McInnes also shared a post that said vaccinated and unvaccinated people "carry equal viral loads and as such can both easily transmit virus" – essentially the same claim made by then-Centers for Disease Control and Prevention Director Rochelle Walensky in July 2021.

Her lawyer Memauri told Just the News "the uncontroverted expert evidence demonstrated" that the regulator "spread misinformation in one of its own social media posts regarding Covid," which is "much more damaging to the public than if a single nurse hypothetically spread misinformation." He declined to provide the evidence until "the matter has concluded."
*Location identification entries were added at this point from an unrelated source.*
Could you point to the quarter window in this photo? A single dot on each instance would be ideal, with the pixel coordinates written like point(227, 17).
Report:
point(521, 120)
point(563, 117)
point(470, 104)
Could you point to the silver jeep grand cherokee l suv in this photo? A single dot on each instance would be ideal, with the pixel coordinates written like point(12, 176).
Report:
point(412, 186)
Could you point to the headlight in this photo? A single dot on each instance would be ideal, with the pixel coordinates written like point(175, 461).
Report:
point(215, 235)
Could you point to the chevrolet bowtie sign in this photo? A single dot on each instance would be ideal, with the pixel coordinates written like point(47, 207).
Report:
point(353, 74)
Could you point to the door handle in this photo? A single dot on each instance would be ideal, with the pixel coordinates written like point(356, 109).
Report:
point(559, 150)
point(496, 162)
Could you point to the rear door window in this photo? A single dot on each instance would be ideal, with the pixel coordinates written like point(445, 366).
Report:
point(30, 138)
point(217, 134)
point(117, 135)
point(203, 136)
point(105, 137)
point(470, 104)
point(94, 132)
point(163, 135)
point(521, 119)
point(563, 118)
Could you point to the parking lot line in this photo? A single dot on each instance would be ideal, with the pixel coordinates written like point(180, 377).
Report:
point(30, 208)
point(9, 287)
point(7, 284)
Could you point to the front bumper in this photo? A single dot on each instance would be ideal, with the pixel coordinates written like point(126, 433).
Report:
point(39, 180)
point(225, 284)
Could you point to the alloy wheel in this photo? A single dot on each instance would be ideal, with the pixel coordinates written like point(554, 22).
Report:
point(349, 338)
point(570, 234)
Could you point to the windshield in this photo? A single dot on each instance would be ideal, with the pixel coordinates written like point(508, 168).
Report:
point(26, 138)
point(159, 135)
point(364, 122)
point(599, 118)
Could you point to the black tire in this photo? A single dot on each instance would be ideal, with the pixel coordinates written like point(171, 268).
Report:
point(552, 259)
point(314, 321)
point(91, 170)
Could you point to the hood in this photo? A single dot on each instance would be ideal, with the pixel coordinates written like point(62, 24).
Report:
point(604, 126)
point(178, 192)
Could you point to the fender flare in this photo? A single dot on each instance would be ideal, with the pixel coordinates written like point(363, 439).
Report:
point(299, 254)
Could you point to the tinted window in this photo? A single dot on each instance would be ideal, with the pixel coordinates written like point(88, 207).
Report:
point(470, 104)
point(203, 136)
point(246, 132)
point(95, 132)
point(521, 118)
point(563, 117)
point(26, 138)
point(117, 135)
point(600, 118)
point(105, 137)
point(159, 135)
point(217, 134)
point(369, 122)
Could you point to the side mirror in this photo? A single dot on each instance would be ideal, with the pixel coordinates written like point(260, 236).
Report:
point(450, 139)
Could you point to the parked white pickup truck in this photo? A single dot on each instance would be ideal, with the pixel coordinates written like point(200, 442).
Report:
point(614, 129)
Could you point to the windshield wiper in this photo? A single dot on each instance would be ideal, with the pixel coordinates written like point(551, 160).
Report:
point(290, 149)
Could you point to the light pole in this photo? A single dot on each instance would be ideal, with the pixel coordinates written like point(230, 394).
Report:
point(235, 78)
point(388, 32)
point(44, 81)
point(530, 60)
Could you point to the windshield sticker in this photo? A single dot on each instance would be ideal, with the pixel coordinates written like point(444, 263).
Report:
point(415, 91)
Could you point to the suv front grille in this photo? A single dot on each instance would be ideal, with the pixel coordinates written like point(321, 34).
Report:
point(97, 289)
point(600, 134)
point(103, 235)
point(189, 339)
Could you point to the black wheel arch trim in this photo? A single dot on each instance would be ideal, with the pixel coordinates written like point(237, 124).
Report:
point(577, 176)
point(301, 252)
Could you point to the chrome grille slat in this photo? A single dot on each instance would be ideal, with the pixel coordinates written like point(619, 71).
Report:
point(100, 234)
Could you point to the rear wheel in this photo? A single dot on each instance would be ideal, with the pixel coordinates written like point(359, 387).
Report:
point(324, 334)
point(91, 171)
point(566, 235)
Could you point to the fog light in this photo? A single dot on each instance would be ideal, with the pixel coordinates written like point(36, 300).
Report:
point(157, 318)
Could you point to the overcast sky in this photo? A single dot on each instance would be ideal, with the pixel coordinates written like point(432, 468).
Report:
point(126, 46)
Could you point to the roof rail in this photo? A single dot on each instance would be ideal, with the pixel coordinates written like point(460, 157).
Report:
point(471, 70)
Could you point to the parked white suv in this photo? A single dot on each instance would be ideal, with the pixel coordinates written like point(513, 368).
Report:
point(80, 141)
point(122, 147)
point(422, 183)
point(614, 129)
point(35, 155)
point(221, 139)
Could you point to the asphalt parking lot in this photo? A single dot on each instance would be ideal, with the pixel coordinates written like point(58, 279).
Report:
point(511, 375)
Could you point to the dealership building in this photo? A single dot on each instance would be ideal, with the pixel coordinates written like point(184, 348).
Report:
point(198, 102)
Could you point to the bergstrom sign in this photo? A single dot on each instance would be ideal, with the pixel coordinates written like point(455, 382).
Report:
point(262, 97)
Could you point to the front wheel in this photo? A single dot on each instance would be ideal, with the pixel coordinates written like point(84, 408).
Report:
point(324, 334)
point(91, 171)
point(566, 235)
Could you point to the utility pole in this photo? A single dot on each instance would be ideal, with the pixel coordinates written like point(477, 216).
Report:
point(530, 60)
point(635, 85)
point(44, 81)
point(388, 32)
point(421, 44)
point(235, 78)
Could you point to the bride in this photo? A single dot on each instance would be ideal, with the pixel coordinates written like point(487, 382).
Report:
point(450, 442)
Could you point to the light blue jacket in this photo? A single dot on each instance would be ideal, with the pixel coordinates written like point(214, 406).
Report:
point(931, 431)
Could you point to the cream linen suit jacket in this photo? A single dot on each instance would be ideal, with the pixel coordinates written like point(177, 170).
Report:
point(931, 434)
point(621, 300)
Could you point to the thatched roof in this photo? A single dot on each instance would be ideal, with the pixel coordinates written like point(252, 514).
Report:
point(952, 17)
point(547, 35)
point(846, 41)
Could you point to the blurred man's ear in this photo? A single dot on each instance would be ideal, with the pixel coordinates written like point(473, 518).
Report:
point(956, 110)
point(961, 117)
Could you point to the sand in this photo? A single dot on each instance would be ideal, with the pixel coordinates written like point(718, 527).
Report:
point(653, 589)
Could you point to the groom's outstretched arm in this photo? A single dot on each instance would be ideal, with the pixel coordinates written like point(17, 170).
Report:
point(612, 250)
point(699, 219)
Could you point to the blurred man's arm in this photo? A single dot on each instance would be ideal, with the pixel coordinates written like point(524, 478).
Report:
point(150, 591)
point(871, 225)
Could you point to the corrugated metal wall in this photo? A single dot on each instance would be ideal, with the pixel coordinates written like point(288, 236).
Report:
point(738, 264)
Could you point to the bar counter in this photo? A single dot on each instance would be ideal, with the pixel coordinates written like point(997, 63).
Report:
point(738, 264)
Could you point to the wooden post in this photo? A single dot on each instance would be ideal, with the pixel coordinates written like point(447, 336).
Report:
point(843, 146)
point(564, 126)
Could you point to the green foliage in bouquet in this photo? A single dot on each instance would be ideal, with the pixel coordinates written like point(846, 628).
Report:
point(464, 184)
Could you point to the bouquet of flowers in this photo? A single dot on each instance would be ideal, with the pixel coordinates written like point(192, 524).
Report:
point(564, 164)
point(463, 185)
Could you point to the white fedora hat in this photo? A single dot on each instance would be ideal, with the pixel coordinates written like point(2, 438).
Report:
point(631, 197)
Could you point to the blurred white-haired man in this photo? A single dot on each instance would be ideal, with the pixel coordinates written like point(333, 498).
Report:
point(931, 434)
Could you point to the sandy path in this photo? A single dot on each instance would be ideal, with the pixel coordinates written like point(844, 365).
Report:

The Washington physicians accuse WMC of circumventing notice-and-comment requirements when it adopted the position statement and treated it as enforceable. The Silent Majority Foundation's Waites called it an unconstitutional "gag order."

Issuing a statement of charges that tells a doctor "how the WMC intends to punish him" and requiring a doctor to "defend himself against these baseless charges" qualifies as punishment triggering court jurisdiction regardless of how the proceedings end, Waites told Just the News.

The plaintiffs' Sept. 21 motion for reconsideration pointed Judge Burrowes to a ruling weeks earlier by the 9th U.S. Circuit Court of Appeals, which is binding on his court, that emphasizes judges must consider the likelihood of success on the merits when evaluating a motion for preliminary injunction related to a constitutional right.

While none of them is required to exhaust "administrative remedies" because "the loss of speech rights is irreparable," Wilkinson in fact received his final order from the WMC on the eve of the hearing before Burrowes, the motion said. He must pay a fine and submit to a "physical, mental, and psychological examination."

Burrowes took two paragraphs in a 41-page order Oct. 3 to dismiss their arguments, saying they didn't turn over Wilkinson's final order and ignoring their constitutional arguments. He also dismissed the motion for injunction by Moon, the Idaho doctor who did not renew her Washington license.